桜吹雪が舞う夜に



彼女は少し俯いたが、やがて決心したように俺に向き直って口を開いた。

「……私、思ってたんです」
言葉を選ぶように、ぎゅっと自分の手を握る。
「日向さんが……“待てる”って、“拒んでも嫌いになんてならない”って、そう言ってくれたから……」

顔を上げる。
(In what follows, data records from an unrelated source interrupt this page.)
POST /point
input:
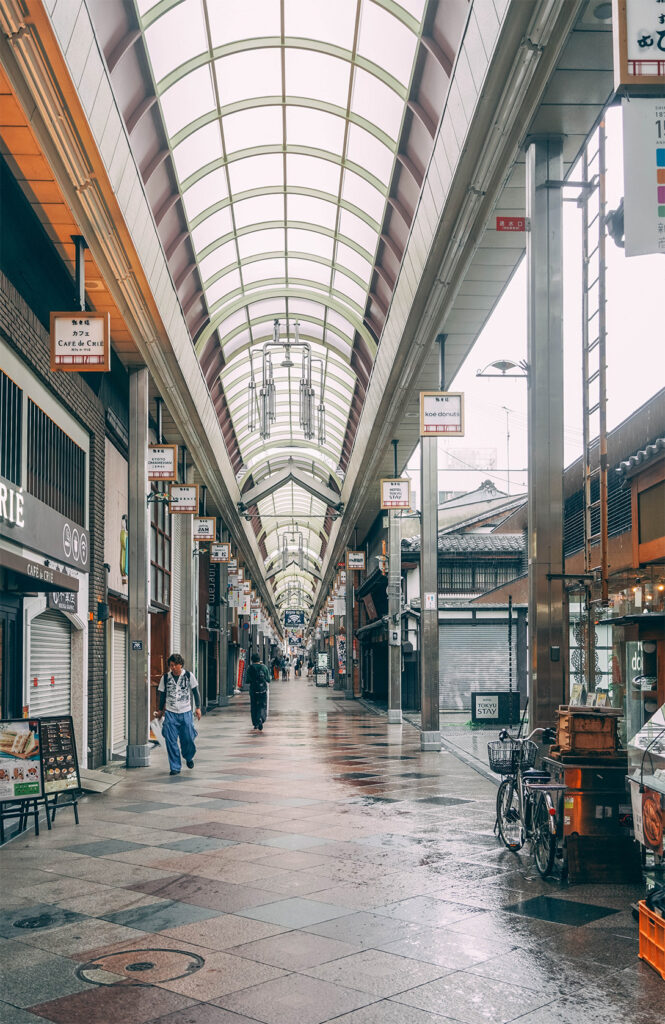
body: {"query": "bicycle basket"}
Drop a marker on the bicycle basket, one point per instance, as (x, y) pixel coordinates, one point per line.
(505, 756)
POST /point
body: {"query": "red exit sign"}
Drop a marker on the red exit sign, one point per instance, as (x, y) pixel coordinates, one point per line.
(511, 223)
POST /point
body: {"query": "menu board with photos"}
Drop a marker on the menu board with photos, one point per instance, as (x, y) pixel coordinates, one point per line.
(59, 762)
(19, 760)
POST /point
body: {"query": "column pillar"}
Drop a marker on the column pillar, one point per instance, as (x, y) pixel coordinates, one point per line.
(395, 624)
(430, 733)
(138, 590)
(545, 358)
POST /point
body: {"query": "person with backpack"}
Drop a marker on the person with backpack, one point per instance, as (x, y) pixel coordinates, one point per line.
(177, 691)
(258, 677)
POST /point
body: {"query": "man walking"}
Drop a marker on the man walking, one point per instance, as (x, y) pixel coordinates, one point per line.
(176, 691)
(258, 678)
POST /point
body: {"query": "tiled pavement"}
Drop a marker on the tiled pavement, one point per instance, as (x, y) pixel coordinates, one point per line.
(322, 870)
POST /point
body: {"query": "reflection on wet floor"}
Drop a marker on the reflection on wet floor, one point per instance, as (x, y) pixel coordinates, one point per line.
(323, 869)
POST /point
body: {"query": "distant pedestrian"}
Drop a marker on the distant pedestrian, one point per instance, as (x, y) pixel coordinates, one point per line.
(177, 691)
(258, 678)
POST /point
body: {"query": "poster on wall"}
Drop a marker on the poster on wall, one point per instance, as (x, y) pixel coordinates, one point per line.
(59, 761)
(19, 760)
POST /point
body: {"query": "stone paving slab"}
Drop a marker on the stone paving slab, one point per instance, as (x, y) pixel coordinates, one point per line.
(325, 869)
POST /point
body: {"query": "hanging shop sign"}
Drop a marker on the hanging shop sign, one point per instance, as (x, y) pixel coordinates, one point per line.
(643, 168)
(204, 527)
(21, 776)
(356, 560)
(59, 761)
(81, 342)
(183, 498)
(162, 462)
(396, 494)
(638, 42)
(442, 414)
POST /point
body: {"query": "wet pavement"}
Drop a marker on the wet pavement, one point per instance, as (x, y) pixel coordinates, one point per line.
(324, 869)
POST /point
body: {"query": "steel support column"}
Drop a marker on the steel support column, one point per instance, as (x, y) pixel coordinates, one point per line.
(430, 733)
(395, 624)
(545, 358)
(138, 675)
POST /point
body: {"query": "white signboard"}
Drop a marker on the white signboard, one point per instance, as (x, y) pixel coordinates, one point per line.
(81, 341)
(183, 498)
(204, 528)
(442, 414)
(162, 462)
(356, 560)
(219, 552)
(487, 707)
(643, 168)
(396, 494)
その瞳は真っ直ぐだった。
「だから、これは“私の意思”で……したいって、思えたんです。
でも……もし、あの時にそう言ってもらえなかったら……。
焦って、恐怖のままに、ただ流されて……とても“いい記憶”なんて言えなかったと思います」

彼女の声は小さかったが、言葉の一つひとつが胸に重く響いた。

「……だから、今日のお話を聞きながら思いました。
禁止とかルールとかじゃなくて……。
“どうやって相手を大事にするか”っていう、日向さんの言葉があったから、私は救われたんだって」

頬をほんのり赤くしながら、桜は小さく息をついた。
「……ありがとうございます」

俺は返す言葉を一瞬失い、ただ視線を窓の外へやった。
窓の外の乾いた空気の冬景色を眺めながら、心の奥にじんわりと広がる温かさを隠すことはできなかった。